CDU-Finanzpolitiker: "Beamte sind keine Verschiebemasse!"

Beitrag vom 03.06.2016 - 14:57 in Haushalt und Finanzen

Heute sprach sich der Vorsitzende des Beamtenbundes, Gerhard Pöschmann, in der Sächsischen Zeitung für die Verbeamtung junger Lehrer im Freistaat aus.

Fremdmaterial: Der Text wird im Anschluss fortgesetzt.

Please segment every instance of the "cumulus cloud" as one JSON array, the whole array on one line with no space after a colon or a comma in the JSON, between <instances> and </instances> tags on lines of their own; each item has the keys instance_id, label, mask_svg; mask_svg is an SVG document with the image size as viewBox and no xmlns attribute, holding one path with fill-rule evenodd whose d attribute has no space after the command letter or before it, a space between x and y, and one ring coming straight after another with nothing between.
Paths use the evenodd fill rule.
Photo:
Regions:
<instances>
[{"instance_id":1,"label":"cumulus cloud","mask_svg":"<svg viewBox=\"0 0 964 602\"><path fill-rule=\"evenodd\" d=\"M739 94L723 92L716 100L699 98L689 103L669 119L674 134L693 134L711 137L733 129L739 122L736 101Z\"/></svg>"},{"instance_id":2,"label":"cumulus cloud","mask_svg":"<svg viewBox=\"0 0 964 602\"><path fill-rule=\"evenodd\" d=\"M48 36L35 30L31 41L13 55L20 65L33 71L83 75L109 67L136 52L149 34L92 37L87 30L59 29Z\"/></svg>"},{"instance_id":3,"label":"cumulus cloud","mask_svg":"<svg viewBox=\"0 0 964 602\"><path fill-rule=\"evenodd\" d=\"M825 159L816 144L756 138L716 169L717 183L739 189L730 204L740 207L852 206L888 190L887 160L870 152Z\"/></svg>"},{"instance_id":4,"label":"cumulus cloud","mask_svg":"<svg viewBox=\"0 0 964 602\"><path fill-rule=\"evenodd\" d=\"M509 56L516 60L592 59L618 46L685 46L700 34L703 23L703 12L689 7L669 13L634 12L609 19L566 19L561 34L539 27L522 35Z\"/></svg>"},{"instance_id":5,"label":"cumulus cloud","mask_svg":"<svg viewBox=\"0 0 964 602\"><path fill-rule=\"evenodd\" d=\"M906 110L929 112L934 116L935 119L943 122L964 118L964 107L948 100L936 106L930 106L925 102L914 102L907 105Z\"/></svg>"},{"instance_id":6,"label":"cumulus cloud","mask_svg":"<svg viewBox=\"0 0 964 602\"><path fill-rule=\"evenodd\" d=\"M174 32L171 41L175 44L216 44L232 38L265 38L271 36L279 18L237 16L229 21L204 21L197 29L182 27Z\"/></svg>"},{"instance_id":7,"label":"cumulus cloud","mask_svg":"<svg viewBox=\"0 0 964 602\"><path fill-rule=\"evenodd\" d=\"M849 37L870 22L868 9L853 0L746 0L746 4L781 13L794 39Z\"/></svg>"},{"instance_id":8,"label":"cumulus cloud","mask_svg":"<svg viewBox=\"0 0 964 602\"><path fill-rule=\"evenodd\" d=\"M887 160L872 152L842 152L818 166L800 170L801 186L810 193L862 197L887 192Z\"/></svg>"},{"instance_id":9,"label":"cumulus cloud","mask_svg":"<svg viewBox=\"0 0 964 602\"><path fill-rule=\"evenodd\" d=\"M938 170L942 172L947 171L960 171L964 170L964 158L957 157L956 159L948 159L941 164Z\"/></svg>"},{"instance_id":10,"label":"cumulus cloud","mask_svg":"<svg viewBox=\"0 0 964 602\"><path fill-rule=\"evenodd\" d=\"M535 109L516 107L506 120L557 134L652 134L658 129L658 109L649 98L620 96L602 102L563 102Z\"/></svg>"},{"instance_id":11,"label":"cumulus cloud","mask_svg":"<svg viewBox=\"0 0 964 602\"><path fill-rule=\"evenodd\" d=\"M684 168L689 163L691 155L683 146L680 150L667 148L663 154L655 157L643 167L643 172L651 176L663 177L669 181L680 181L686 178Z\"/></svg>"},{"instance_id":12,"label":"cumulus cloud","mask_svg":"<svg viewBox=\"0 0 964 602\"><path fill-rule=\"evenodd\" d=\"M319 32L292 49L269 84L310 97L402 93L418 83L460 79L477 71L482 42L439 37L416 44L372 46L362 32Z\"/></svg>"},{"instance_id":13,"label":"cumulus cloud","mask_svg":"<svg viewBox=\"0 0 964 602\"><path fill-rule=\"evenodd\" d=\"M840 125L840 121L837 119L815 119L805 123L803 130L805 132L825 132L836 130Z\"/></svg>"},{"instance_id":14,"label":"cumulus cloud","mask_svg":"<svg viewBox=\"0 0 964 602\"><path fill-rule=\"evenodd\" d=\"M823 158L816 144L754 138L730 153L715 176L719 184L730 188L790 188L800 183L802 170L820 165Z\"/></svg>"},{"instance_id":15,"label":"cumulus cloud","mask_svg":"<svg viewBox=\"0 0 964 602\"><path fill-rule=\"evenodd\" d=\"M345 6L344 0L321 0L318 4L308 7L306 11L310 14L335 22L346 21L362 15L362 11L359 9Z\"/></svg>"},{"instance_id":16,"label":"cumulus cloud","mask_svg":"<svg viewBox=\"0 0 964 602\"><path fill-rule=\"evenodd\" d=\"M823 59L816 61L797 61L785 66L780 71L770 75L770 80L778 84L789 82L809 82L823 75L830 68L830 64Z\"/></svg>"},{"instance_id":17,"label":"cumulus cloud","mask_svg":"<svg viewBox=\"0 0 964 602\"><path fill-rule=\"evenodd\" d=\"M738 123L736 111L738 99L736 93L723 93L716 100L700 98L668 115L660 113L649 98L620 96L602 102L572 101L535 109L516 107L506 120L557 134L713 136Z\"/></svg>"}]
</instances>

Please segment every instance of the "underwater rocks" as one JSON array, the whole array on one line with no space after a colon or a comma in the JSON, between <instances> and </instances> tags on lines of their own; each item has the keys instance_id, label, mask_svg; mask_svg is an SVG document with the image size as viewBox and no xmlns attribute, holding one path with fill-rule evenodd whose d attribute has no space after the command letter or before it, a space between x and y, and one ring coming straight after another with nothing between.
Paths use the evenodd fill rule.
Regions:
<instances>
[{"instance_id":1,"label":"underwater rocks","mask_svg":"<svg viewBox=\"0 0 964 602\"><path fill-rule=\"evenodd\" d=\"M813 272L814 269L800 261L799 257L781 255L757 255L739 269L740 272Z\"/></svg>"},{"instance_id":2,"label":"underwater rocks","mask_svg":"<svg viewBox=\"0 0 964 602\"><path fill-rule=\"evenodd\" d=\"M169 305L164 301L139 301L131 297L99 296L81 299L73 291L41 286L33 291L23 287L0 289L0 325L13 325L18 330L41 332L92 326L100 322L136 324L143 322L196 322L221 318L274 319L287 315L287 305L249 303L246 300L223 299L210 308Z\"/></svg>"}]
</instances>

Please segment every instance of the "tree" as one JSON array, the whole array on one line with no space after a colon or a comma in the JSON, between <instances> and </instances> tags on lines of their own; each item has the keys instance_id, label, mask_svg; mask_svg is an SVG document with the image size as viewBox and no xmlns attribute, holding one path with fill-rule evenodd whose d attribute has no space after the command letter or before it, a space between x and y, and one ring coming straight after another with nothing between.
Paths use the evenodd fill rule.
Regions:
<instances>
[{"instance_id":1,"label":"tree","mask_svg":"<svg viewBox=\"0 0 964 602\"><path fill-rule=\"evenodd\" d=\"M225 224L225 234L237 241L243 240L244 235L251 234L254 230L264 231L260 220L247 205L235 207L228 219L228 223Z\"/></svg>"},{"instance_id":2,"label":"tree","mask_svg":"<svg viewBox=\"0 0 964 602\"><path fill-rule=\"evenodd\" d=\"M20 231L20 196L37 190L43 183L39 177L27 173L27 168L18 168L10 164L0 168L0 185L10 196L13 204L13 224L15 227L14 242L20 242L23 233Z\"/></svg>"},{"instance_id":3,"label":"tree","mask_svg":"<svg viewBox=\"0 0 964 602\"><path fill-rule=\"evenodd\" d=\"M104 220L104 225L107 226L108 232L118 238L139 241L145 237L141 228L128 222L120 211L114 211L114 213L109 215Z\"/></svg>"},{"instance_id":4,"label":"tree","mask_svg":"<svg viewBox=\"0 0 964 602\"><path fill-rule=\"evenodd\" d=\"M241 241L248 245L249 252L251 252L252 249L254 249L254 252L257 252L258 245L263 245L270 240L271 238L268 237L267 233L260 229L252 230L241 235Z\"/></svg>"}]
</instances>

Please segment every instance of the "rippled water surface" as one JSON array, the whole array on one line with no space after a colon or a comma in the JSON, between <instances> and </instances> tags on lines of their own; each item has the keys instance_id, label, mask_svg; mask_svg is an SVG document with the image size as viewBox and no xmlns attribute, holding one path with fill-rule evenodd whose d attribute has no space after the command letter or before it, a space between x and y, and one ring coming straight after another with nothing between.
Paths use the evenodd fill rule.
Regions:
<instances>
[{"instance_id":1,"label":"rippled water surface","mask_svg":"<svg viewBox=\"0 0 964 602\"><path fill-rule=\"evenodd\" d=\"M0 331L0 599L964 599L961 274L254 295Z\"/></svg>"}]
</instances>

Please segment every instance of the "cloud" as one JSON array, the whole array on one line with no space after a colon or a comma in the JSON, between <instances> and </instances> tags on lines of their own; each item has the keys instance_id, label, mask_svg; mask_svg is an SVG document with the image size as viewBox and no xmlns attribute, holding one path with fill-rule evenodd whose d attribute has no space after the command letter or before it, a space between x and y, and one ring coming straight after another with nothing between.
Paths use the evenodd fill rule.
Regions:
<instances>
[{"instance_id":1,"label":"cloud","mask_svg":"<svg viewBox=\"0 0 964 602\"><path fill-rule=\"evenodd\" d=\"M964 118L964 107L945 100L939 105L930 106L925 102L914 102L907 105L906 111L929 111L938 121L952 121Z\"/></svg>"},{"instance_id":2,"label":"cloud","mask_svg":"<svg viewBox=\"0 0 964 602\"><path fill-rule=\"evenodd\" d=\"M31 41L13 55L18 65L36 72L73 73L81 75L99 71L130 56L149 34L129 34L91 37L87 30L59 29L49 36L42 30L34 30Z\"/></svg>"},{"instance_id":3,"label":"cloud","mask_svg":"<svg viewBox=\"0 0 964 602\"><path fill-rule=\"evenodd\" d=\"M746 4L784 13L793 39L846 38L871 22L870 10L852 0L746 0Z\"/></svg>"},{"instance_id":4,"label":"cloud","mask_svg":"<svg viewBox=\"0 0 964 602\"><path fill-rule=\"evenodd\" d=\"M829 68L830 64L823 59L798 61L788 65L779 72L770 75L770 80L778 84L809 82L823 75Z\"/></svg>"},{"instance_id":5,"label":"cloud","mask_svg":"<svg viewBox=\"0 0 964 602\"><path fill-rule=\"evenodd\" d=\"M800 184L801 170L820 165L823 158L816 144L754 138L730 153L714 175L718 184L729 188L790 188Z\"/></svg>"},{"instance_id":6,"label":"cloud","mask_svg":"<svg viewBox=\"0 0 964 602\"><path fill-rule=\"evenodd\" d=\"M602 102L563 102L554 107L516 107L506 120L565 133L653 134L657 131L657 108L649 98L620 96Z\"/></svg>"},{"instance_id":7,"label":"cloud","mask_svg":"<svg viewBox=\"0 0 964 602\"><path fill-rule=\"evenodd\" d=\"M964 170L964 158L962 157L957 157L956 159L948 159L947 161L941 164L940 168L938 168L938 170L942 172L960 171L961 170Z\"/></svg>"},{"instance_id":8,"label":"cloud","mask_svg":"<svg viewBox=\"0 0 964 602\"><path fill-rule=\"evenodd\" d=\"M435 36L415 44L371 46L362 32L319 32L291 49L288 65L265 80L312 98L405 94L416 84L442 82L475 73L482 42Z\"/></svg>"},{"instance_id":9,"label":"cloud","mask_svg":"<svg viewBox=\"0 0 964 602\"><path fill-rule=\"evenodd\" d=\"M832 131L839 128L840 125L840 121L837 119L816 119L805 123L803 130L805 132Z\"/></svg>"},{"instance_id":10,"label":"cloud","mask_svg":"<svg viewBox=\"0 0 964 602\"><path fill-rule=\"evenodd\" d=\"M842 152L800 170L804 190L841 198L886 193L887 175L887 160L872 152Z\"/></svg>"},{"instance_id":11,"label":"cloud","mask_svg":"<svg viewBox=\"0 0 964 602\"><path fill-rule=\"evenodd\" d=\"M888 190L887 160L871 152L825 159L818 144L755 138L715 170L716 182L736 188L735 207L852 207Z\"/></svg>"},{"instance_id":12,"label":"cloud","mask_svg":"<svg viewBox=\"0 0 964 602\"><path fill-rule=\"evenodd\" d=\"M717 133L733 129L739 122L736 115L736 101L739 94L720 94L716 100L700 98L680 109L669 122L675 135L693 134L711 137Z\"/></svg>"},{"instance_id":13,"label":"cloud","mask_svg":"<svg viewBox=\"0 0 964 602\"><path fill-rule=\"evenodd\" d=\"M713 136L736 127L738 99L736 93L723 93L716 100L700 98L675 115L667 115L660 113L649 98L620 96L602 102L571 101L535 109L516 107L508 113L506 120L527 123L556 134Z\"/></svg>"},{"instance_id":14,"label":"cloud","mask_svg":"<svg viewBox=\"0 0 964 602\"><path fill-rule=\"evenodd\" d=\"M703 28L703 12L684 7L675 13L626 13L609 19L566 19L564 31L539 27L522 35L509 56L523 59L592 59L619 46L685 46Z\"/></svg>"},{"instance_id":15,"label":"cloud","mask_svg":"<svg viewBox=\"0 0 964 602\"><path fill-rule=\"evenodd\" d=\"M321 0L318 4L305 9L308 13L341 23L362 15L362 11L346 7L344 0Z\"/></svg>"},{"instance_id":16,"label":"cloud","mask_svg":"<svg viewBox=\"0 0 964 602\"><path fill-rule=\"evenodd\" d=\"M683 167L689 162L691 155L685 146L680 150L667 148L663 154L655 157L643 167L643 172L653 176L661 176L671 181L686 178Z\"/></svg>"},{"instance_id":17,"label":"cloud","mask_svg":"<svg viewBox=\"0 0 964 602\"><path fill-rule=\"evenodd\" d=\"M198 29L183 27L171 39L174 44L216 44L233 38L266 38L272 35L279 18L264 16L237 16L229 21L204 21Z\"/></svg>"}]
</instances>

Dies sei nur eine Frage der Zeit.

Dazu erklärt der finanzpolitische Sprecher der CDU-Landtagsfraktion, Jens Michel: "Eine Verbeamtung von Lehrern würde vielleicht dem Beamtenbund mehr Mitglieder bescheren, eine automatische Lösung der anstehenden Herausforderung beim Lehrerbedarf ist sie nicht."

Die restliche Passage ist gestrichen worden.